Kim's murdered half-brother 'was a CIA informant'

World | REUTERS 12 Jun 2019

Kim Jong Nam, the half-brother of North Korean leader Kim Jong Un who was killed in Malaysia in 2017, had been an informant for the US Central Intelligence Agency, the Wall Street Journal reported.

The Journal cited an unnamed "person knowledgeable about the matter" for the report, and said many details of Kim Jong Nam's relationship with the CIA remained unclear.

The Journal quoted the person as saying "there was a nexus" between the CIA and Kim.

"Several former US officials said the half-brother, who had lived outside of North Korea for many years and had no known power base in Pyongyang, was unlikely to be able to provide details of the secretive country's inner workings," the Journal said. The former officials also said Kim Jong Nam had been almost certainly in contact with security services of other countries, particularly China's.

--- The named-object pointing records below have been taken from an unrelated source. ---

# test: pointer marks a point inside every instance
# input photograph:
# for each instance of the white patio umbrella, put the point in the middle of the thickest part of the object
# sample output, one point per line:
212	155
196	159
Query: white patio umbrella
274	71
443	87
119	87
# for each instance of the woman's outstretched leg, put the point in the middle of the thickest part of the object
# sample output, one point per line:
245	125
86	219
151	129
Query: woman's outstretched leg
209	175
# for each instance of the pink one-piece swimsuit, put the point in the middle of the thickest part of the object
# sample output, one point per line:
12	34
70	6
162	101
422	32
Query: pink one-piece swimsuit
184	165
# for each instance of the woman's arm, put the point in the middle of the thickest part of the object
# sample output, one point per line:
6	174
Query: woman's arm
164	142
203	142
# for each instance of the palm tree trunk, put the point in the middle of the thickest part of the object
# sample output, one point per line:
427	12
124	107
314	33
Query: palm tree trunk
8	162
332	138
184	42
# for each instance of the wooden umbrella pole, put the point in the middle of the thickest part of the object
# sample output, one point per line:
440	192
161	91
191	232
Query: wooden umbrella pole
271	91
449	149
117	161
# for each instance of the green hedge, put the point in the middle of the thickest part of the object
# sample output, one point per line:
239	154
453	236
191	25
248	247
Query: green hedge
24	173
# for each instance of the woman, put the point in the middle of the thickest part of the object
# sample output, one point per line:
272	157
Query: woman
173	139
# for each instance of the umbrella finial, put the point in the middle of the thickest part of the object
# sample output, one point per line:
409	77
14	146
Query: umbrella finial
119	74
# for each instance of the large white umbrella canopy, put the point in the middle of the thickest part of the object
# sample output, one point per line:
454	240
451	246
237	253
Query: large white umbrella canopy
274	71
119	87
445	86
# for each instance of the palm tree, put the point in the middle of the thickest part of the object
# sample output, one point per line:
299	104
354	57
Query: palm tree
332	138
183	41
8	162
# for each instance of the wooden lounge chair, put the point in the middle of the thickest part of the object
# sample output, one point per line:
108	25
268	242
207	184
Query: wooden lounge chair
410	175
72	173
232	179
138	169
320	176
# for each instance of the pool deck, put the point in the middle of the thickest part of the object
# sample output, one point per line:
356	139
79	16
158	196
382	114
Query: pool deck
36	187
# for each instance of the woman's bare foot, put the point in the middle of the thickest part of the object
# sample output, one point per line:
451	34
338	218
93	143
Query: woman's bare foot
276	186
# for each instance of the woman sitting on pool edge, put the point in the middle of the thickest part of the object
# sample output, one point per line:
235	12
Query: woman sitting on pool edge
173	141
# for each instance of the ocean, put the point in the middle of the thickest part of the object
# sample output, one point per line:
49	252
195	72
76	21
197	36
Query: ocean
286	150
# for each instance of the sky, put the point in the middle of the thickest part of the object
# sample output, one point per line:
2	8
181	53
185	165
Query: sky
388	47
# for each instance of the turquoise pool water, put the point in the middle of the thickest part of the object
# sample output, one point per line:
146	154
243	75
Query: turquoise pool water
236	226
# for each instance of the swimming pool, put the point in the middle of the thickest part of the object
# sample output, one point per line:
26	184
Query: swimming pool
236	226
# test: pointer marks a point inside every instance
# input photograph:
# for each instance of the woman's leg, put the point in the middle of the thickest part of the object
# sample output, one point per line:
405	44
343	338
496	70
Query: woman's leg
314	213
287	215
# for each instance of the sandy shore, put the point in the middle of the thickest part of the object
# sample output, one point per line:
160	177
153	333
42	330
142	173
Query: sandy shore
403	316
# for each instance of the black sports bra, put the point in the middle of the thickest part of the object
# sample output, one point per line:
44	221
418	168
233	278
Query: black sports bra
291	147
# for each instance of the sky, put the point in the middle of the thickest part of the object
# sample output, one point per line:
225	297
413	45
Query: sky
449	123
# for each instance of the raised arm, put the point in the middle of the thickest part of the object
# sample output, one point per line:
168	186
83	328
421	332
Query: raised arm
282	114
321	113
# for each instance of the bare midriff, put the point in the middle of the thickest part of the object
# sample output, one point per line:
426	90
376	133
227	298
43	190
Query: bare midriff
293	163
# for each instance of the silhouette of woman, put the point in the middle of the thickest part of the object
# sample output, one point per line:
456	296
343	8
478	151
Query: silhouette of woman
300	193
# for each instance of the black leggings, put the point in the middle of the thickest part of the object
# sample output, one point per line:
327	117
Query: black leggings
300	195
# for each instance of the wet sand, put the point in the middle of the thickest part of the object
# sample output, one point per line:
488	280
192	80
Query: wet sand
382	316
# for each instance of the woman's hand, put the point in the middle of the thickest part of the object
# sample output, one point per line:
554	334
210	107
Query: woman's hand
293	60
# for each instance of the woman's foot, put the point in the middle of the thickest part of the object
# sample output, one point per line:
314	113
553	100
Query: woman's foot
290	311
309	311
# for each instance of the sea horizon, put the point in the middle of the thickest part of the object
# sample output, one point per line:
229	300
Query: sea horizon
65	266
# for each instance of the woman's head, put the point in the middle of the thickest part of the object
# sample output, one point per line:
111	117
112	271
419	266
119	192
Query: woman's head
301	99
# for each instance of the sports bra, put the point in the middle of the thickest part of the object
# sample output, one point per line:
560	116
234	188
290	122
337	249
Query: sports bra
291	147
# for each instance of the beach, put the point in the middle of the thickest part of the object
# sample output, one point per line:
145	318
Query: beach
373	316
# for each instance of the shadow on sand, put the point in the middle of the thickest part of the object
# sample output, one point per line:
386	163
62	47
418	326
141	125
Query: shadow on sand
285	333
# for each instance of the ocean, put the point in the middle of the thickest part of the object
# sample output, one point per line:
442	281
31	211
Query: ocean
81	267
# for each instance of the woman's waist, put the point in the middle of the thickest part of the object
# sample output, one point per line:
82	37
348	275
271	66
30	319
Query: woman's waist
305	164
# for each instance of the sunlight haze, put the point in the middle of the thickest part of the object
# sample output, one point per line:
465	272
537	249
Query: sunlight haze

Kim Jong Nam's role as a CIA informant is mentioned in a new book about Kim Jong Un, The Great Successor, by Washington Post reporter Anna Fifield.

Fifield says Kim Jong Nam usually met his handlers in Singapore and Malaysia.

The book says that security camera footage from his last trip to Malaysia showed him in a hotel elevator with a man who was reported to be a US intelligence agent. It said Kim's backpack contained US$120,000 (HK$936,000) in cash, which could have been payment for intelligence-related activities, or earnings from his casino businesses.

South Korean and US officials have said the North Korean authorities had ordered the assassination of Kim Jong Nam, who had been critical of his family's dynastic rule.

Two women were charged with poisoning him at Kuala Lumpur airport in February 2017. Malaysia released them this year.